Die Gesamtzahl der eisenbahnbedingten Todesfälle im bevölkerungsreichsten Land der Welt ist nach wie vor erschreckend. Nach Angaben indischer Bundesstaaten und Territorien starben im Jahr 2021 mehr als 16.000 Menschen bei Stürzen aus Zügen, Gleisunfällen oder anderen Ursachen – allerdings kamen nur etwa 100 von ihnen bei Entgleisungen oder Kollisionen ums Leben.

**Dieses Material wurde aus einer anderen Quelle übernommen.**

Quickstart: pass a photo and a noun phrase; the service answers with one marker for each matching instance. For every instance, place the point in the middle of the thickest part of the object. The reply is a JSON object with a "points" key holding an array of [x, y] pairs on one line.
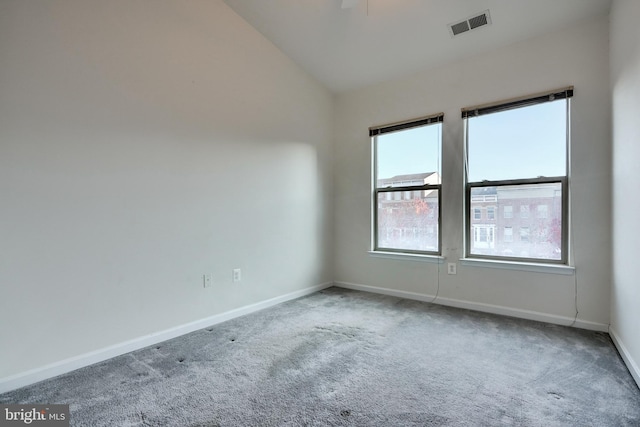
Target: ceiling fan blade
{"points": [[348, 4]]}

Swapnil Garg, ein ehemaliger Eisenbahnbeamter, jetzt am Indian Institute of Management in Indore, sagte, der Unfall vom Freitag habe Mängel aufgezeigt, die trotz der Investitionen der Regierung in Infrastruktur und Technologie weiterhin im indischen Eisenbahnsystem vorhanden seien.

Eine der größten Sorgen sei, sagte er, dass viele für die Sicherheit verantwortliche Bahnmitarbeiter chronisch überfordert, unterqualifiziert und desillusioniert seien.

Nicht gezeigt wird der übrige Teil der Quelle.